What’s the difference between the noindex meta tag and the disallow directive in robots.txt?

In terms of SEO, you are required to make some critical decisions regarding how your content gets indexed and presented in search results. While you may want your posts and important pages indexed by Google, you would not want unimportant pages getting indexed. Now, you have to decide whether certain pages have to be indexed or not.

Another related critical decision is whether certain pages must be crawled by the search engine bot or not. There might be certain pages you would aant to hide from search bot not just because you do not want it getting indexed, but because these are private pages that must not appear in either search results or be available to search engines.

You have two options in this regard. The first option is to mark the page as noindex, follow, which will allow search engine bots to crawl the page but not index it so they do not appear before visitors in the form of search results. Users may come across these pages while browsing your website but they will not find them included in search results.

For example, you noindex your archive pages. A user browsing your website might go to the archive pages yet. However, he would not see these pages in the search results. It is because you have marked these pages as no index and therefore search bots like Google would keep the archive pages off their index. The robots.txt file has also got a disallow rule which can prevent search bots from crawling certain pages. However, the disallow directive is fundamentally different from the noindex directive and the reasons behind using either of them are also very different.

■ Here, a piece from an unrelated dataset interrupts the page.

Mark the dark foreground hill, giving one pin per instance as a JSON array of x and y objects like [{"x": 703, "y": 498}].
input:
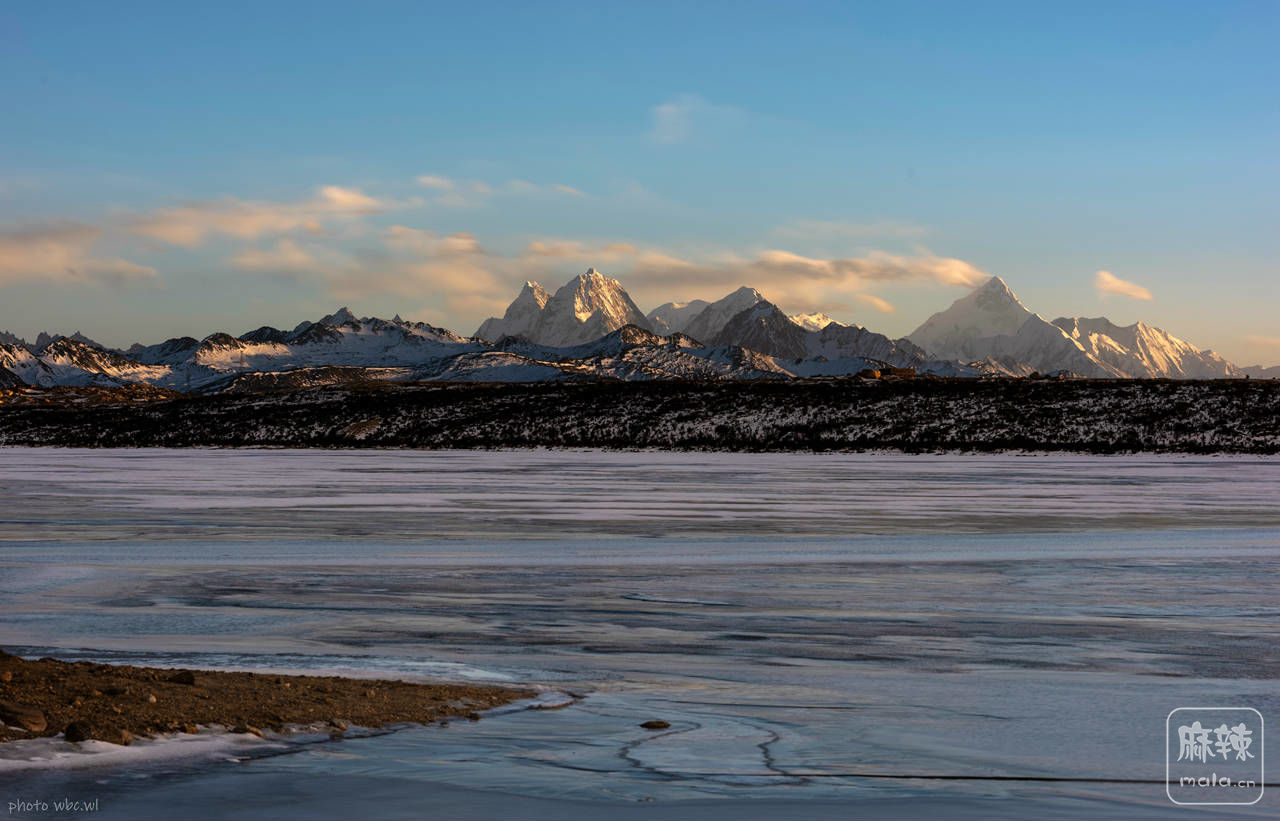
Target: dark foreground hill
[{"x": 1096, "y": 416}]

In this post, we are going to discuss the difference between no index and the disallow directive in the robots.txt, the role and use of each as well as the circumstance under which you might use either of them.

What is the Noindex tag?

The noindex meta tag can be applied in the head using a tag or as an HTTP response header (X Roots tag). However, the primary role of the noindex tag is to direct search engines to not index the webpage. The search engine bots will still be able to crawl the page but they will not index it.

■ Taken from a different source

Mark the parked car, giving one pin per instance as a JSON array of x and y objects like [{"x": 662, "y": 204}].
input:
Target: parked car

The most common method of implementing a noindex tag is to apply the meta tag in the page’s head.

It looks like the following and gets added to the head section inside the html of your page.

<meta name="robots" content="noindex">

When search crawlers see the above tag, they avoid indexing that page. Another server side method of implementing these tags is to apply them via X Robots tag which can also be done via the .htaccess file. Both the meta tag and HTTP header have the same impact and you can select the one that is convenient to you.

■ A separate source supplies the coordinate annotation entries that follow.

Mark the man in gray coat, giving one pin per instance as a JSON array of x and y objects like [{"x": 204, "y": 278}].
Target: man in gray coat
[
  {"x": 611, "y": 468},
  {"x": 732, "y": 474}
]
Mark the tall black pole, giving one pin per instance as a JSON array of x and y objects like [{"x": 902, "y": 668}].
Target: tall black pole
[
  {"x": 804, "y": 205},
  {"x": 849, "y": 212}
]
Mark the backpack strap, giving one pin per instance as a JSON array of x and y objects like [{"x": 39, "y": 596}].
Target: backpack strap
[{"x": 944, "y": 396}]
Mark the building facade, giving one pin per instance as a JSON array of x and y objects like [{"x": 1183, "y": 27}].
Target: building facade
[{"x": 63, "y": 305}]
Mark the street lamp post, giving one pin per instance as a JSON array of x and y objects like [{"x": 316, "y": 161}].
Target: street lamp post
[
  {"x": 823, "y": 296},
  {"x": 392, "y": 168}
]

Instead of a tag, you can return an X-Robots-Tag HTTP header with a value ofnoindex in the response. You can use a response header for non-HTML resources, such as PDFs, video files, and image files. Moreover, any of the meta tags can also be applied as an X-Robots-Tag header and you can combine multiple headers within the http response. Here’s an example of an HTTP response with an X-Robots-Tag header instructing search engines not to index a page:

HTTP/1.1 200 OK
(...)
X-Robots-Tag: noindex
(...)

What is Robots.txt?

The Robots.txt file is placed at the root of a website and is used to tell search engines which pages to crawl and which to not. You can use allow and disallow directives in the Robots.txt file to tell search engines to crawl or not to crawl certain pages.

For example, a directive like the following in the robots.txt file will allow the search bot to crawl everything on the website:

User-Agent: *
Disallow: 

Whereas, the following directive in the robots.txt file will block everything on the website for the searchbots:

User-Agent: *
Disallow: /

Therefore, it is important to be cautious with the use of directives in robots.txt since a syntax error can prevent your entire website from getting crawled and indexed. Robots.txt errors can prove costly and therefore, it is suggested to be very cautious when using the disallow directives in robots.txt.

When to use the noindex tag

It might have become partly clear to you that the scenarios in which you use the noindex tag or the robots.txt disallow directive are generally different. You must use the noindex tags in the following scenarios:

  • To prevent duplicate results from appearing in searches.

  • To prevent your author or other archive pages from appearing in searches and competing with post urls.

  • To prevent useless pages from appearing in searches.

  • To prevent certain private pages or pages with sensitive information from appearing in searches.

  • Keep temporary pages that will be removed in future from appearing in searches.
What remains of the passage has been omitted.